Abstract-This paper presents a merge sorter able of merging thousands of streams in a single run where the logic cost scales logarithmic with the number of streams merged. Moreover, we apply several performance tuning techniques, including speculative execution, deep pipelining and optimized communication schemes between processing elements. An end-to-end case study utilizing a Xilinx VC709 board merges 2048 sequences of the Graysort benchmark between two DRAMs at 9.5GB/s or 1024 sequences at 10.3GB/s effective throughput.
I. INTRODUCTION
Sorting is one of the best studied computer science problems. Over recent years many high-performance merge sorter implementations on FPGAs have been proposed. Most of them aim at high performance -in [1] the authors achieve 26 GB/s for a 32-way merge sorter, [2] achieve 77 GB/s while [3] achieves even 126 GB/s.
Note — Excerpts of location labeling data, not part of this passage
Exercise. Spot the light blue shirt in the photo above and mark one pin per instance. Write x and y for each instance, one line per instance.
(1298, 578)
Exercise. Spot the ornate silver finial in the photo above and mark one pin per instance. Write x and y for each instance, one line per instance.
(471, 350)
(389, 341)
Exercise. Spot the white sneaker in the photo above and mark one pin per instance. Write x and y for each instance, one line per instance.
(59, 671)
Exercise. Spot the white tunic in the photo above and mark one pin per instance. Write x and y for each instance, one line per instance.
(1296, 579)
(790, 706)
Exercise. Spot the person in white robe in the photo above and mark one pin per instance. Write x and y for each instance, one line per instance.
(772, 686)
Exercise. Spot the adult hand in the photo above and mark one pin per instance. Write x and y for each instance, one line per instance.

On the other hand, in [4] the authors focus on the number of merged sequences and achieve 4096 merged sequences at once, but without providing the necessary I/O interface. This paper proposes a parallel merge sorter, which can merge a large amount of data sequences in a single run. The three key contributions of this paper are:
• We show that in practice the utility (i.e., the number of merged sequences) of a hardware merge sorter is often more important than throughput for large scale problems.
• We propose an optimized design merging up to 16,384 streams at once. Its running at 188 MHz and utilizes only 5.1K slices and 132 BRAMs.
• We demonstrate a case study targeting Graysort [5] on a Xilinx VC709 merging 1024 sequences of data between two DDR-3 memories at 80% peak memory throughput.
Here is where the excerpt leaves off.